Sur la technique
Je ne sais pas pourquoi, soudain tout le monde s'est emballé pour le point médian, avec des arguments très discutables, mais aucun consensus n'existe.
Au Québec, on en parle depuis plus de 40 ans de l'écriture (pas encore nommée), inclusive, et les véritables arguments ont depuis longtemps été donnés, et se sont arrêtés pour l'utilisation du tiret.
Le point a un sens particulier en Français, visuellement le médian (si on arrive à le faire, même manuscrit) n'est pas différencié du final, confusion.
Le point met un arrêt, donc on lit "les hommes" point. Et en rajoutis, annexe, à la traîne, parce qu'on est obligé-es, les femmes.
Au contraire le tiret a un sens en français, il est courant.
Il LIE les deux parties, indissociables, qui se complètent, lieu-dit, hommes femmes.
Il n'arrête pas la lecture, habitude avec le point.
Il rend la lecture facile, puisque connu.
On met le s à la fin, accolé au féminin, la lecture est simplifiée, alors que le second point bloque de nouveau la lecture et la compréhension.
Mais les français-es se la sont pété grave et ont décidé d'ignorer le monstrueux travail des Québecoises (là aucune ambiguïté sur le genre), et d'inventer une nouvelle connerie, technique, bien moins efficace, tant à l'écrire qu'à la lire.
Fascinant qu'on en soit arrivé à décréter que c'est LE truc ce "point médian" -qui n'a rien pour lui-, et à en faire des blogs dont aucun argument ne peut contrer celui du tiret - qui a tout pour lui.
Sur le fond, en réponse à :
"c’est *aussi* ça qui contribue à un climat hostile à la présence de femmes dans la communauté, même si il serait angélique de penser que c’est seulement ça, ce que personne n’a dit ici."
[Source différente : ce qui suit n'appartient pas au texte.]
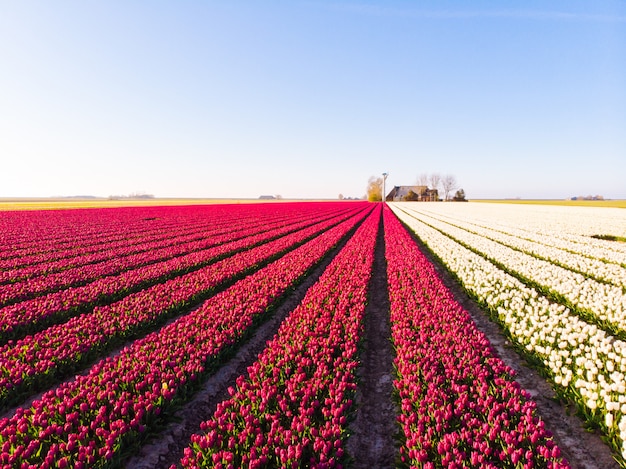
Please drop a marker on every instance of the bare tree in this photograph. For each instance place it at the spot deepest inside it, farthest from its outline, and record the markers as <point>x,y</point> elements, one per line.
<point>435,181</point>
<point>448,183</point>
<point>375,189</point>
<point>422,179</point>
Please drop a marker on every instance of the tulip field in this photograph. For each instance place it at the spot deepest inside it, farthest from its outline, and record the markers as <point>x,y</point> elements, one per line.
<point>113,320</point>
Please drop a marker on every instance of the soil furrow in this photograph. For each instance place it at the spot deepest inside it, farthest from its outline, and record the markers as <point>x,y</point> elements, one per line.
<point>372,441</point>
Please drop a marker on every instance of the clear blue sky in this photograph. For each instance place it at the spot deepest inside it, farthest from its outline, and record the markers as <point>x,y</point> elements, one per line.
<point>309,99</point>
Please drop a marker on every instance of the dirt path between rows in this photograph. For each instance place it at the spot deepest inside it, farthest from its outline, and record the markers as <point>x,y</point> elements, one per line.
<point>168,446</point>
<point>372,441</point>
<point>582,449</point>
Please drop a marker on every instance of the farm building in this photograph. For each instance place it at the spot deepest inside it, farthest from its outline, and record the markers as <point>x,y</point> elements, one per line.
<point>421,193</point>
Qui se souvient de mon courroux quand, pour illustrer un filtre dans contrib, l'auteur (là aucune ambiguïté sur le genre) avait mis une bonne femme à poil ?
Évidemment ce ne peut être qu'une chieuse, une prude (un comble quand on me connaît) pour s'indigner d'une telle chose naturelle, et une réponse fantastique du couillu : "c'est plus joli".
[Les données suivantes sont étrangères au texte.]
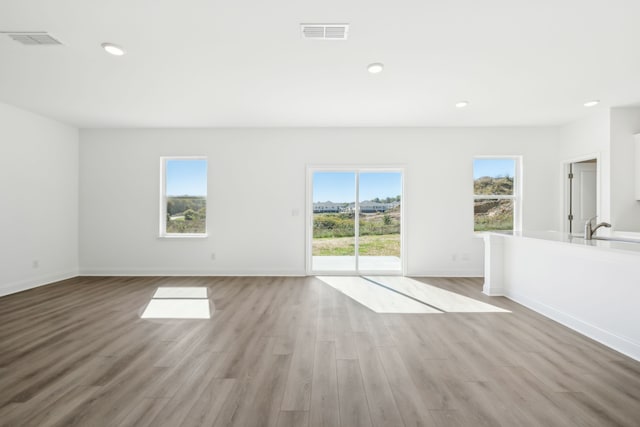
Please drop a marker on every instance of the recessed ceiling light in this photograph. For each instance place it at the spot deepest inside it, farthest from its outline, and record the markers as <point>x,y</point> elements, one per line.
<point>113,49</point>
<point>375,68</point>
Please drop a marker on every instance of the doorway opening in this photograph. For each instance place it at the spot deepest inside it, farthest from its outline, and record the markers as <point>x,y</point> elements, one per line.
<point>355,224</point>
<point>582,194</point>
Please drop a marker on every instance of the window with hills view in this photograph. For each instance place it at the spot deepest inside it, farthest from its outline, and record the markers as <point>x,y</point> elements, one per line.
<point>495,195</point>
<point>184,196</point>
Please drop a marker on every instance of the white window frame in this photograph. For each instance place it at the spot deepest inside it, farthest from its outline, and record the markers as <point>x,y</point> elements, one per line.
<point>516,196</point>
<point>163,200</point>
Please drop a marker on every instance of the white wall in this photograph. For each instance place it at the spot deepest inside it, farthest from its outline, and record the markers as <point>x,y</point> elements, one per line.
<point>625,209</point>
<point>257,177</point>
<point>586,137</point>
<point>39,200</point>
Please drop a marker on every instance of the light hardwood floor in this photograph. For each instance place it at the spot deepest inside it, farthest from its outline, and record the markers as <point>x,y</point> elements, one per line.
<point>296,352</point>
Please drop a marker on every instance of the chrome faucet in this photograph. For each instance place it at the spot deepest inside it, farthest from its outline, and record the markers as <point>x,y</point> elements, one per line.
<point>589,230</point>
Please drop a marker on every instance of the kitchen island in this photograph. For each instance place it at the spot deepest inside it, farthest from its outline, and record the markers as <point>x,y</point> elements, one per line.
<point>591,286</point>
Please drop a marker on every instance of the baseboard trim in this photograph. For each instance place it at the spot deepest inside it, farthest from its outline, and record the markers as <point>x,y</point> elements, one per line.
<point>621,344</point>
<point>446,273</point>
<point>35,282</point>
<point>190,273</point>
<point>495,292</point>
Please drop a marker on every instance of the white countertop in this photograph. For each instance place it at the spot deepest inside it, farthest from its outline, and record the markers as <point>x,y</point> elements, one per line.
<point>557,236</point>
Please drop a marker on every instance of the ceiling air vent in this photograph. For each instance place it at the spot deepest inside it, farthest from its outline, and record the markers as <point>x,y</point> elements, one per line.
<point>325,31</point>
<point>35,38</point>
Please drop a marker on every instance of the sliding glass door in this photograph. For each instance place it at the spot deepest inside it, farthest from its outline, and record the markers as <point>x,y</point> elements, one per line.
<point>356,221</point>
Tu regardes un article technique et tu te vois étalée (là aucune ambiguïté sur le genre) à poil, comme de la viande, fraîche, en exemple. C'est la réalité des femmes face à cette situation.
Et un papillon c'est pas joli ? fut ma réponse, qui n'eut pas de réponse.
Je vous laisse fouiller vos archives mail, en tout cas PERSONNE ne s'est senti concerné, PERSONNE.
Tout le monde, mecs, nana-s, autres, ont trouvé que c'était un sujet que ce beau projet qu'est SPIP, à connotation libertaire, étale des femmes objets à poil en illustration sous sa houlette.
Je ne suis pas sûre que beaucoup, au fond d'eux-elles-mêmes ne trouvent pas, encore maintenant, que "faut pas pousser, y'a rien là" (pur québecois).
"Les principes au dessus des personnalités" c'est tout de même un bon slogan, qui permettrait de connecter quelques neurones.